1. Introduction

With the continuous advancement of internet technology, news websites and online media platforms have become essential components of news dissemination and the primary channels for people to access information. While these platforms release massive amounts of news daily to meet users' diverse needs, they also pose higher demands for personalized recommendation and efficient management of news content. To achieve accurate news delivery and efficient management, it is crucial to leverage advanced technologies to deeply mine and analyze news data. As a key process, news text classification plays a vital role in improving the accuracy of news recommendations and user satisfaction. Traditional news text classification methods often rely on manually defined features, which are time-consuming, labor-intensive, and struggle to handle the diversity and complexity of news content. Therefore, exploring more efficient and intelligent news text classification methods is of paramount importance.

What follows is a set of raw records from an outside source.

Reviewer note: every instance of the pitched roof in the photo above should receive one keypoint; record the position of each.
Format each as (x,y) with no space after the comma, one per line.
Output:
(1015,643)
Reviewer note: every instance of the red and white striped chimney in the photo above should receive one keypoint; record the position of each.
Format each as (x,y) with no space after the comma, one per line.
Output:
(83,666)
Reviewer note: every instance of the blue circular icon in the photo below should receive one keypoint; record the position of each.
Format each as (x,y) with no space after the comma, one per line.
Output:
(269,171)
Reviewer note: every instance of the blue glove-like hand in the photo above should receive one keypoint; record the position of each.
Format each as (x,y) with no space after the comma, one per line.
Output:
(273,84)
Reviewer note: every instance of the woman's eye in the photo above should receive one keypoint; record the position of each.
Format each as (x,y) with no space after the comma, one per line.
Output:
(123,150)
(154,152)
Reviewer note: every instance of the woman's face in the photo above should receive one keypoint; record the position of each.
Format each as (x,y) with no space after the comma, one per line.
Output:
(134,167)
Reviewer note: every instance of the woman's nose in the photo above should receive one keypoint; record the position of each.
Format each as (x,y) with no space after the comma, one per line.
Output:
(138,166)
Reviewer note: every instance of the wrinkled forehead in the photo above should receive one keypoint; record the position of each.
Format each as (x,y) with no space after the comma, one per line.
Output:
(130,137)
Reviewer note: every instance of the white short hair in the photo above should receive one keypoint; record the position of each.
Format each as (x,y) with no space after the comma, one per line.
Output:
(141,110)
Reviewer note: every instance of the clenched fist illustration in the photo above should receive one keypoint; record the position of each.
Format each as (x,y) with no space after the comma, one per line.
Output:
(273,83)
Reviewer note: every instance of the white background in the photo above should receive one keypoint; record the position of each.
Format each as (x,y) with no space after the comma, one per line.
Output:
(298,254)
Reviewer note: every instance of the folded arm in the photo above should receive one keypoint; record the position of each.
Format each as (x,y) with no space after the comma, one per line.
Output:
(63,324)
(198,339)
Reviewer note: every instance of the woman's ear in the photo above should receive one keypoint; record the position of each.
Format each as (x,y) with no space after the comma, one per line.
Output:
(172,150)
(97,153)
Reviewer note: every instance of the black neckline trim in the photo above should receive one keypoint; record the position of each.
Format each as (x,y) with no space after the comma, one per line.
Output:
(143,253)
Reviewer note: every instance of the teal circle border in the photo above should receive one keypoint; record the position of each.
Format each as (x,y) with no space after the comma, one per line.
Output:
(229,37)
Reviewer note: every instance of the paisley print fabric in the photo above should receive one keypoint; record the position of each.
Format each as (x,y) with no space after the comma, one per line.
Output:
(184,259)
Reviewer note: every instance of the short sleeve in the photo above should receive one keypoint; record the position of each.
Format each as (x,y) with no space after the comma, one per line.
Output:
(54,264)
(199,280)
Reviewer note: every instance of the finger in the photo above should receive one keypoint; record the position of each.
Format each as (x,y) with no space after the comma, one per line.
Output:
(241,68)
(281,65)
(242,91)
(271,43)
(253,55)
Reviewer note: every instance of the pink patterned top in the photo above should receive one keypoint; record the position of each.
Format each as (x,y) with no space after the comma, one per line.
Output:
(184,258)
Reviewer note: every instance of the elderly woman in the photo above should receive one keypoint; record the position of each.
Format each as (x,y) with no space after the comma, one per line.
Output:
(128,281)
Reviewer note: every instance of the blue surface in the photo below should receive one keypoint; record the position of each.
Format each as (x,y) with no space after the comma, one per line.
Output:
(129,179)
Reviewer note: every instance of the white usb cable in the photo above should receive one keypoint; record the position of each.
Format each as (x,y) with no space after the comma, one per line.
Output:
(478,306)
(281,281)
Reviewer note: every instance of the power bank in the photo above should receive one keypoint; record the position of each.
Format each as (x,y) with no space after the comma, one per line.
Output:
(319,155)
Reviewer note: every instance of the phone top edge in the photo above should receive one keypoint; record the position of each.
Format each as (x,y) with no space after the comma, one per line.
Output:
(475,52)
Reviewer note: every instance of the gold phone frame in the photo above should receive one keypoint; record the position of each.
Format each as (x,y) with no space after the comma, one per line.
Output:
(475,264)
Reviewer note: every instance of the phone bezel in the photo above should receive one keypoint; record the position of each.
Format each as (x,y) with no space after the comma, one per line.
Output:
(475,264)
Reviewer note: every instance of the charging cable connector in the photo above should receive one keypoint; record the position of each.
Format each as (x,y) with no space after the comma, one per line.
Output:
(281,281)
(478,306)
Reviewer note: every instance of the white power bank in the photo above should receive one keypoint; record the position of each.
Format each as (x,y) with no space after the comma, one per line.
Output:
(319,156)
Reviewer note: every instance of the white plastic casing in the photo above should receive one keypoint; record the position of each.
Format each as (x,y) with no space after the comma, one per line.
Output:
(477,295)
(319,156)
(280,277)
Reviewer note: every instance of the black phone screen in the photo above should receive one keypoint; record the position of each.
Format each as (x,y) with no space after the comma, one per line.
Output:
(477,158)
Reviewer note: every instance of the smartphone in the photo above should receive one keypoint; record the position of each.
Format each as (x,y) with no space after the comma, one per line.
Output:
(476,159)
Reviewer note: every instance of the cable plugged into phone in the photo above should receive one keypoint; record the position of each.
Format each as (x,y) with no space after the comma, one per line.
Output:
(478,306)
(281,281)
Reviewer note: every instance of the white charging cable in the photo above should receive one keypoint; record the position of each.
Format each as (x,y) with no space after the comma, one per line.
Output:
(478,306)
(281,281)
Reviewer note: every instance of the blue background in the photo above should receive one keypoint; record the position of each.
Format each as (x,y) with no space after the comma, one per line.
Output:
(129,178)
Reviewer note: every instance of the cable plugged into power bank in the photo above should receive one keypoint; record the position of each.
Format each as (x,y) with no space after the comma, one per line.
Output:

In recent years, the rise of deep learning technologies has provided new approaches for news text classification [1]. Hybrid neural networks, which combine multiple deep learning models, can harness the strengths of each model to improve classification accuracy and efficiency. However, existing hybrid neural network models for news text classification still have limitations, such as incomplete feature extraction and high model complexity. Addressing these issues through improvement and optimization to build a more suitable hybrid neural network model for news text classification holds significant research and practical value. Zhou Chunting [2] and colleagues constructed a C-LSTM model based on CNN and RNN approaches. This model effectively classifies complex sentences and related words, enhancing the understanding of intricate linguistic contexts. By leveraging CNN technology, valuable words are extracted and transformed into more precise sentences, thus better describing complex sentences.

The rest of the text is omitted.